Referring to the code version after PR #71 was merged. To run the code, see Development process and open http://localhost:8110/swagger in a browser to see the API spec, including the "Demo API" provided by the DemoController mentioned below.

  • In the app Docker container, when a Controller class receives an API request, it converts the requests into a model, feeds that model as a message into a Camel route, and converts the result of the last route endpoint into an API response object for sending back to the client -- see DemoController for an example.
  • The DemoController uses CamelEntrance to inject messages into a Camel endpoint for Camel routing.
  • Camel routes are defined by RouteBuilder subclasses, like PrimaryRoutes and ClaimProcessorRoute. For example,
    • DemoController.assess_health_data calls CamelEntrance.assess_health_data_demo
    • to inject an AssessHealthData message into the direct:assess_health_data_demo endpoint,
    • which is defined in PrimaryRoutes as a route that goes to rabbitmq:assess_health_data?routingKey=health_data_assessor (the health_data_assessor queue in RabbitMQ's assess_health_data direct exchange -- RabbitMQ/AMQP concepts).
  • In a separate service-ruby Docker container, a Ruby microservice is subscribed to RabbitMQ's health_data_assessor queue (using RabbitSubscriber service-ruby/src/lib/rabbit_subscriber.rb). As configured in microservices.rb, when a message is popped out of that queue, HealthDataAssessor will process the message and return a result, which is sent as a reply RabbitMQ message.
    • It is intended that communication with microservices use RabbitMQ, typically via a direct exchange and routing key to the queue. The message should be a JSON string (automatically encoded as byte[]) -- this will facilitate replacing RabbitMQ with other messaging systems (like AWS SQS) if needed.
  • The reply message is received back on the Camel route in the app Docker container. When the last endpoint on the route is completed, the last message is converted to the return object of CamelEntrance.assess_health_data_demo, which will be mapped to the API response object in DemoController.
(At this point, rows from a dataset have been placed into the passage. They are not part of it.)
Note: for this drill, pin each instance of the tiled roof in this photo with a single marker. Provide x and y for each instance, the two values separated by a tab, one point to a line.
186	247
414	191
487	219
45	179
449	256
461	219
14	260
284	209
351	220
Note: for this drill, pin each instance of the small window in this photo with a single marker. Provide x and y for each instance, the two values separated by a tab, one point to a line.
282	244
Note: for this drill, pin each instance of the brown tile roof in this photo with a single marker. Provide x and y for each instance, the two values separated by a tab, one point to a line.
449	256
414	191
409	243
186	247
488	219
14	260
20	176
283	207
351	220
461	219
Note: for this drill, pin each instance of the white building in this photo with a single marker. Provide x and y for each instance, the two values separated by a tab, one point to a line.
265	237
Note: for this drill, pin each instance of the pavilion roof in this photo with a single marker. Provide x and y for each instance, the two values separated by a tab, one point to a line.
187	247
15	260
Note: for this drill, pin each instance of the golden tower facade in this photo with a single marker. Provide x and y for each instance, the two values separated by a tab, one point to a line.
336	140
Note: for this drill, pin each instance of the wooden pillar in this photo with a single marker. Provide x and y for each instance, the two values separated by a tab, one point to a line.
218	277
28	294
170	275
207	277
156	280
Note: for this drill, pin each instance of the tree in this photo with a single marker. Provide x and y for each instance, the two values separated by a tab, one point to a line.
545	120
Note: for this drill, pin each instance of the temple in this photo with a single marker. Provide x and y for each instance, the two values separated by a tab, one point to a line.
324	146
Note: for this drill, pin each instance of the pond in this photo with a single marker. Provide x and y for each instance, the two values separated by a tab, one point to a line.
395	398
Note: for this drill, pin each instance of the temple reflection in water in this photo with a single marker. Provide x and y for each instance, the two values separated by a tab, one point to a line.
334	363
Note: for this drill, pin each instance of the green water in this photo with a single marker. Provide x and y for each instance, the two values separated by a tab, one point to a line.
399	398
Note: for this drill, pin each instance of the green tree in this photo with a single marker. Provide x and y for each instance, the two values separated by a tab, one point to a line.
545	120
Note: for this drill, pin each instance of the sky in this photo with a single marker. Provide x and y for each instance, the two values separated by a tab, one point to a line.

"Asynchronous" API request

When an API request takes more than 30 seconds to complete, consider sending an immediate API response that includes a URL for the client to check on the status and/or to poll for the result. For an example, check out the POST claim API in the CamelApp, where a claim is processed asynchronously in the background and the claim's status is updated to reflect processing completion.

To achieve this, we leverage the recipientList EIP to send the POSTed claim to multiple endpoints. Since all the endpoints are configured to be asynchronous, we do not wait for any of the results and move on to the next endpoint of the Camel route (using the same message that was sent to the recipientList).

Dynamic Routing

When the route of a claim (a.k.a., a Camel message) is determined dynamically (e.g., based on the claim characteristics or the processing logic), we use a dynamicRouter EIP. For example the DynamicClaimRouter class routes a claim to an endpoint depending on claim's contentionType attribute. A more complete example is provided in the CamelApp.